Stock market futures are pointing to a negative open to today’s trading, given lingering worries about the financial sector. As traders prepare for action, the Federal Reserve is set to release February data on industrial production and capacity utilization. A moderately soft showing is likely for the production index, probably just under 103, versus the high of 104.6 hit last October. Economists anticipate the capacity utilization gauge will come in at 78.3%, compared to the peak of 80.2% in April 2022. Levels below 80% are not especially encouraging, in terms of economic expansion. Also, this morning, the Conference Board will unveil its latest leading economic indicators measure for last month, which may well display a slackening of activity. Additionally, the University of Michigan will announce the results of its consumer sentiment survey for this month, expected to be a rather tepid 67.0.

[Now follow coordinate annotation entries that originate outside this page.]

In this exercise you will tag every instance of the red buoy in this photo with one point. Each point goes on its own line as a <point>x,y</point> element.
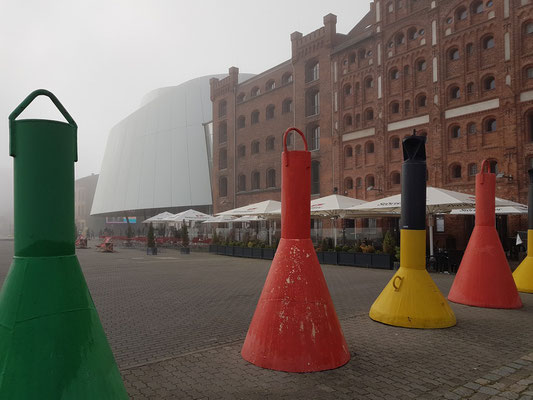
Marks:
<point>295,327</point>
<point>484,277</point>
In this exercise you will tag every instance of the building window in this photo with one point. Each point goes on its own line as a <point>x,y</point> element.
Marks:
<point>286,78</point>
<point>456,171</point>
<point>241,183</point>
<point>489,83</point>
<point>313,137</point>
<point>223,186</point>
<point>255,147</point>
<point>270,85</point>
<point>455,131</point>
<point>256,180</point>
<point>312,71</point>
<point>222,133</point>
<point>488,42</point>
<point>271,178</point>
<point>270,111</point>
<point>286,106</point>
<point>454,54</point>
<point>315,177</point>
<point>490,125</point>
<point>455,92</point>
<point>222,108</point>
<point>241,122</point>
<point>395,178</point>
<point>270,143</point>
<point>312,102</point>
<point>255,117</point>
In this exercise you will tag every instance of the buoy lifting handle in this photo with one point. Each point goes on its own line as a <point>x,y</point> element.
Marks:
<point>287,134</point>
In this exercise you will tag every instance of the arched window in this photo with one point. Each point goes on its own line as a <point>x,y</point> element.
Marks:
<point>270,85</point>
<point>455,92</point>
<point>286,106</point>
<point>395,178</point>
<point>347,89</point>
<point>489,83</point>
<point>490,125</point>
<point>312,71</point>
<point>270,111</point>
<point>255,147</point>
<point>488,42</point>
<point>255,117</point>
<point>455,131</point>
<point>222,132</point>
<point>223,186</point>
<point>315,177</point>
<point>222,159</point>
<point>453,54</point>
<point>286,78</point>
<point>241,122</point>
<point>270,143</point>
<point>241,183</point>
<point>313,137</point>
<point>256,180</point>
<point>271,178</point>
<point>456,171</point>
<point>348,183</point>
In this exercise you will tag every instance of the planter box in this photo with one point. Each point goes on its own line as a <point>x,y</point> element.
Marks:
<point>268,254</point>
<point>345,258</point>
<point>330,257</point>
<point>382,261</point>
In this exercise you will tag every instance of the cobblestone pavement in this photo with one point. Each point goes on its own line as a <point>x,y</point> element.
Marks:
<point>176,324</point>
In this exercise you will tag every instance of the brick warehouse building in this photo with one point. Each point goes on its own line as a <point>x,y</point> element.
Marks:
<point>459,72</point>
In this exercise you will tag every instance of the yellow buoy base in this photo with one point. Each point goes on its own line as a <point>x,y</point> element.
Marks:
<point>523,275</point>
<point>412,300</point>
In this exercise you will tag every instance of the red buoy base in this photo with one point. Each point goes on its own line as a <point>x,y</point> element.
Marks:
<point>295,327</point>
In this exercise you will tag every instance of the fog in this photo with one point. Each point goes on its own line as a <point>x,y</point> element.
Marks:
<point>100,57</point>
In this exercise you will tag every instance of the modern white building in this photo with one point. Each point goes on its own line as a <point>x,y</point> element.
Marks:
<point>158,157</point>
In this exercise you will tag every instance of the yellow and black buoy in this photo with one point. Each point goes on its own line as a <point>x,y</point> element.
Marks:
<point>411,299</point>
<point>523,275</point>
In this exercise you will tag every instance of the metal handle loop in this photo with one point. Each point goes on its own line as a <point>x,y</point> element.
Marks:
<point>287,134</point>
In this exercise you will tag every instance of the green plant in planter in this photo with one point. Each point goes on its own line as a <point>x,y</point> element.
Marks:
<point>184,236</point>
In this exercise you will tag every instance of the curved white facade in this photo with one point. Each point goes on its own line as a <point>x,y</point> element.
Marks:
<point>157,156</point>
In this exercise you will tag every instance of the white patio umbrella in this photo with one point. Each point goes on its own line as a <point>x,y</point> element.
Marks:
<point>159,218</point>
<point>333,206</point>
<point>438,201</point>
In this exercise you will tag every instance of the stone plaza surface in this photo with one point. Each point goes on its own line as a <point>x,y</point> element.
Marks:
<point>176,324</point>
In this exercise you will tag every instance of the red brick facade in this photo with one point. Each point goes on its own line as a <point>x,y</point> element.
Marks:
<point>459,72</point>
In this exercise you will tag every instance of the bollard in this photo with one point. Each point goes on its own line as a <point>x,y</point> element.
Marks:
<point>52,345</point>
<point>411,299</point>
<point>484,277</point>
<point>295,327</point>
<point>523,275</point>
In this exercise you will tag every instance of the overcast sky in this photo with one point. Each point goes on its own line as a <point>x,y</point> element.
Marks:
<point>100,57</point>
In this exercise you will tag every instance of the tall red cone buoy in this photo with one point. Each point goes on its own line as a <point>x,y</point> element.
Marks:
<point>484,278</point>
<point>295,327</point>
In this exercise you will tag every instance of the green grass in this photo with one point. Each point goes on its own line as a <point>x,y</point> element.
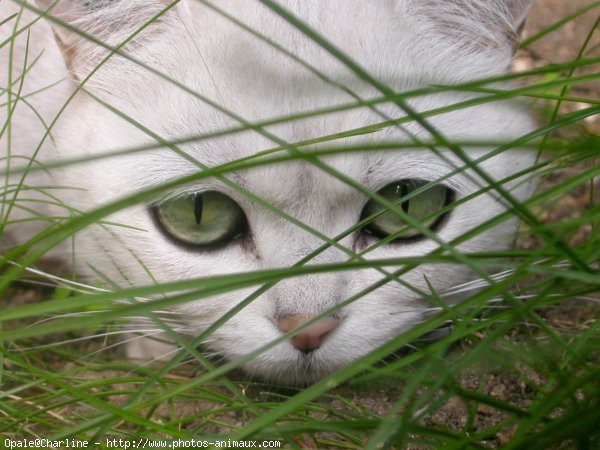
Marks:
<point>519,366</point>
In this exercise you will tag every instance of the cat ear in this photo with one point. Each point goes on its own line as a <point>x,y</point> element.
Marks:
<point>477,26</point>
<point>85,29</point>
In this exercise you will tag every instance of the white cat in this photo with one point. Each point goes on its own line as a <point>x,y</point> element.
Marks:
<point>189,70</point>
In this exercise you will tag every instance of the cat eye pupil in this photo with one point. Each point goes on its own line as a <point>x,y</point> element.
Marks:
<point>206,219</point>
<point>198,208</point>
<point>423,206</point>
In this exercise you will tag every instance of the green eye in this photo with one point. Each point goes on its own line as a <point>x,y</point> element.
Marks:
<point>421,207</point>
<point>204,219</point>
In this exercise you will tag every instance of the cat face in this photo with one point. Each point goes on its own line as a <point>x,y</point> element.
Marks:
<point>193,72</point>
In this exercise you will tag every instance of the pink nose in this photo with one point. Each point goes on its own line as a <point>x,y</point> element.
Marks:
<point>310,338</point>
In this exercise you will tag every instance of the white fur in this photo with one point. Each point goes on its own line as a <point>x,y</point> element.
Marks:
<point>404,43</point>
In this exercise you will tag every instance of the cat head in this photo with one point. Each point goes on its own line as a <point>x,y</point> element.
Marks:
<point>158,72</point>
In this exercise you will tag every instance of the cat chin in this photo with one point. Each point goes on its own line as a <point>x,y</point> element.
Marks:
<point>282,364</point>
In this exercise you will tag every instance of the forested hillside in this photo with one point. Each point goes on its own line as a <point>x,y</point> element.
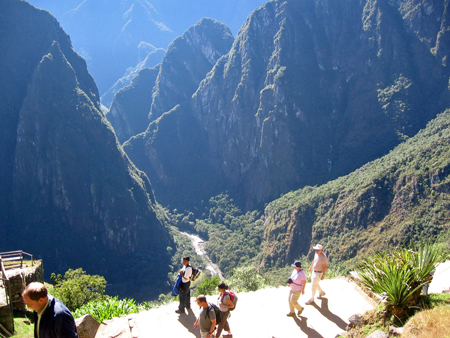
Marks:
<point>401,197</point>
<point>310,91</point>
<point>68,192</point>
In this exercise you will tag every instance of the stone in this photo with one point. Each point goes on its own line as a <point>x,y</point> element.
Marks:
<point>396,331</point>
<point>354,321</point>
<point>87,326</point>
<point>378,334</point>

Share prices visibly firmed yesterday, and the major U.S. market indexes appear poised for gains this week, with the tech-heavy NASDAQ Composite in the lead, followed, in order, by the broader Standard & Poor’s 500 and the Dow Jones Industrial Average. Earlier this week, both the Consumer Price Index and the Producer Price Index indicated a further, albeit incremental, decline in the rate of inflation during February. It’s also worth noting that momentum in the retail sector eased last month, and there were some lackluster manufacturing data for the current month. Countering the negatives were a stronger Homebuilders Survey, higher housing starts, and better building permit numbers. On balance, it appears that the Federal Reserve’s inflation-fighting regimen is having an impact, gradually slowing economic expansion. The recent bank failures suggest that the Fed will not be as aggressive in raising short-term interest rates as many on Wall Street had been expecting.

The central bank is meeting on March 21st and March 22nd to determine its next rate move. Until last week, a majority of market pundits had expected a rate hike of one-half of a percentage point, to 5.00%-5.25%, possibly followed by other increases to the ultimate level of about 5.75% by this summer. Then, California bank SVB Financial Group (SIVB), the parent of Silicon Valley Bank failed, followed, not long after, by the demise of New York-based Signature Bank (SBNY). SVB concentrated on venture-capital and technology industries financing and Signature had exposure to the cryptocurrency market. The banks ran into liquidity problems due to reduced valuations in their bond portfolios, a result of higher interest rates. They were unable to secure new funding, and depositors left in droves, prompting the Federal Deposit Insurance Corp. to seize the banks. Yesterday, a group of the 11 largest domestic banks committed to making $30 billion in deposits to First Republic Bank (FRC), headquartered in San Francisco, to shore up that entity’s financial position. Uncertainty in the banking sector suggests the Fed will hike interest rates by one-quarter point, or not at all, this month and, then, perhaps take an extended pause. There is beginning to be guessing about when in the future a cycle of rate cuts might possibly begin.

Considering that the Fed may become less aggressive with its current rate policy, many investors have decided to take on more risk, moving into technology issues, as is evidenced by the NASDAQ’s reinvigorated performance this week. That said, there also are a fair number of investors who have shifted funds more toward safer U.S. Treasury’s and money-market funds. Market watchers have pointed to the fact that the two-year Treasury note yield is now below the federal funds rate range, indicating a view that rate cuts are not far off. Regardless, it’s likely that banks now will become more conservative about lending, given liquidity concerns; this ought to contribute to a slowing of economic growth.

Investors would do well to remain cautious, staying with high-quality equities. We note that, this past week, among the better performers have been the strong cash-flow generators Alphabet (GOOG), Apple (AAPL), Amazon.com (AMZN), and Microsoft (MSFT). – David M. Reimer

At the time of this article’s writing, the author did not hold any positions in any of the companies mentioned.